Professor Hanqing Jin

Professor Hanqing Jin is an Associate Professor at the Mathematical Institute and the Director of Oxford-Nie Financial Big Data Laboratory. His research interest is in mathematical finance, applied stochastic analysis, optimization and financial big data. His work focuses on the study on portfolio selection (by stochastic control and martingale method) and optimal stopping in financial market. Recently he has also worked on behavioral finance, time consistency in portfolio selection models, and robe-advising systems. 

Yuting Fu, PhD Student Oxford University

Yuting Fu won the first prize of Sichuan Province in the 2014 China National Olympiad in Mathematics. In 2018, she won the 2nd prize of Beijing in the China Undergraduate Mathematical Contest in Modelling. Yuting graduated from Tsinghua University in 2019 with a first class honours Bachelor’s degree in Pure and Applied Mathematics.   

Early progress on the projects

Currently, Dr Wang, Professor Yin and Yuting Fu are focusing on two projects about machine learning in financial markets. 

Imitation learning in Financial Markets

The aim of this project is to try to imitate the behavior (decision making) of traders based on their historical portfolio and market data, in order to predict their future decision making.  

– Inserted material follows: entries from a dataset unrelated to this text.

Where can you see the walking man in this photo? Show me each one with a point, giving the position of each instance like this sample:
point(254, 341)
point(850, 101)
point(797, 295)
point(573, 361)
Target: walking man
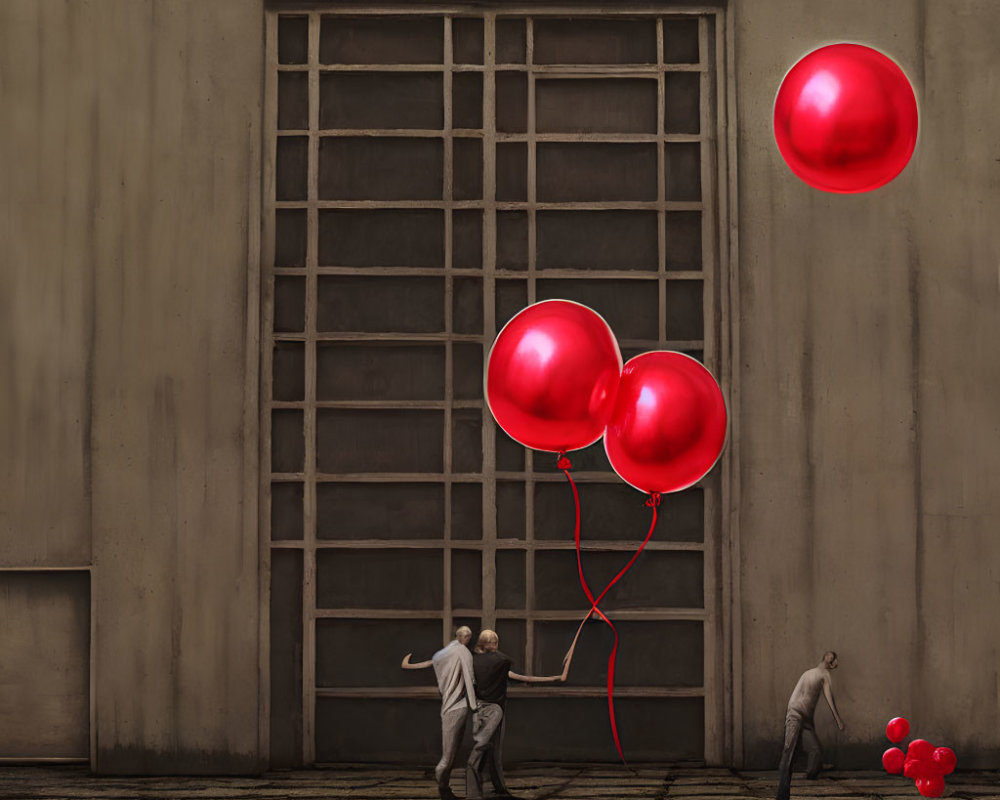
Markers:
point(453, 669)
point(799, 721)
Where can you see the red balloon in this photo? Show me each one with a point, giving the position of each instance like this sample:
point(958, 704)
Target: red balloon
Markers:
point(669, 422)
point(897, 729)
point(931, 786)
point(892, 760)
point(946, 759)
point(552, 376)
point(845, 119)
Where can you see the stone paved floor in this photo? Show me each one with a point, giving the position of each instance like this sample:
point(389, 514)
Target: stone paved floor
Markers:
point(532, 782)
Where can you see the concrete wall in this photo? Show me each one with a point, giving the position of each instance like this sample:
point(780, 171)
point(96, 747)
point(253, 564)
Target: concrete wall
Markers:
point(869, 420)
point(130, 139)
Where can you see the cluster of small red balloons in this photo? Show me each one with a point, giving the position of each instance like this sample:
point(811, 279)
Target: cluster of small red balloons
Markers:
point(923, 762)
point(555, 381)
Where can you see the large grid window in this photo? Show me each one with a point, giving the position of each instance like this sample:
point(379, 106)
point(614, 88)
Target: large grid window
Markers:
point(428, 175)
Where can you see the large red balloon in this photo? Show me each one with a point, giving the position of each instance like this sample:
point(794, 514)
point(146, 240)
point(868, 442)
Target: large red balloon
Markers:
point(552, 376)
point(845, 119)
point(897, 729)
point(669, 423)
point(892, 760)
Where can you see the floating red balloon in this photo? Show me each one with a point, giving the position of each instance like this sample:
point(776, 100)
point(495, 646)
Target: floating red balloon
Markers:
point(892, 760)
point(845, 119)
point(897, 729)
point(946, 759)
point(669, 422)
point(552, 376)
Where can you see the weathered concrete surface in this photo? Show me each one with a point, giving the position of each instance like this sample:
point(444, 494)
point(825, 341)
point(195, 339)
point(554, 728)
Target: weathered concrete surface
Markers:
point(870, 430)
point(531, 782)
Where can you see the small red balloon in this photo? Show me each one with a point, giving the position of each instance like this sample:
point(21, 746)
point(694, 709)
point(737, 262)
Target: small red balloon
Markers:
point(552, 376)
point(897, 729)
point(920, 749)
point(892, 760)
point(845, 119)
point(946, 759)
point(931, 786)
point(669, 423)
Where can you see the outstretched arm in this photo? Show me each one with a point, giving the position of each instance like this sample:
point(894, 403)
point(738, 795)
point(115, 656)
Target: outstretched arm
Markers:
point(828, 691)
point(419, 665)
point(567, 660)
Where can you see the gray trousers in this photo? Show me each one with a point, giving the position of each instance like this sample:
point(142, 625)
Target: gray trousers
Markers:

Imitation Learning Project

The team are considering methods like inverse reinforcement learning and generative adversarial imitation learning. There have been a few research projects attempting to apply imitation learning in the financial market and they want to try to make some adjustments and improvements to these models, adapting them to financial market data.

Visual trading

This project is about finding patterns in the candlestick pictures of stock data. Many traders make decisions according to visual information such as candlestick pictures and it is possible to extract useful patterns from these pictures using machine learning techniques. They have been applying standard image classification methods, such as CNN for multi financial time series image classification. However, since CNN does not have time series features, they are  looking at convolutional LSTM which is a combination of CNN and LSTM, which allows for the capturing of time series data.

Convolutional CNN

 

The next step involves considering involving Auto Machine Learning techniques to refine and find better models.  

Great progress has been made already since the beginning of the year, when work on this project began. This three year long collaboration promises to produce some innovative and interesting answers to questions, which I look forward to sharing with our open source community.

University of Oxford COVID-19 research supported by HPCC Systems

Dr Wang and his colleagues at the Mathematical Institute, University of Oxford have also been working on a research project which involves using mathematical modelling to estimate and control the outbreak of COVID-19. The research aims were to provide a critical review of epidemiological models used to forecast the evolution of the virus and estimate the effectiveness of various intervention measures and their impact on the economy.

The paper, which is authored by Dr Ning Wang, Yuting Fu, Hu Zhang and Huipeng Shi, has been published. Find out more about their work to provide An Evaluation of Mathematical Models for the Outbreak of COVID-19

Progress on this research project is ongoing. Yuting Fu plans to carry out mathematical analysis to estimate several key parameters from the pandemic data using HPCC Systems. Additional work on this project also includes the writing of some coding for general dynamic decision making problems. 

We are delighted and proud to support the work of Dr Wang and his colleagues, which contributes greatly to the global need for information, analysis and solutions to the unknown and constantly changing COVID-19 situation.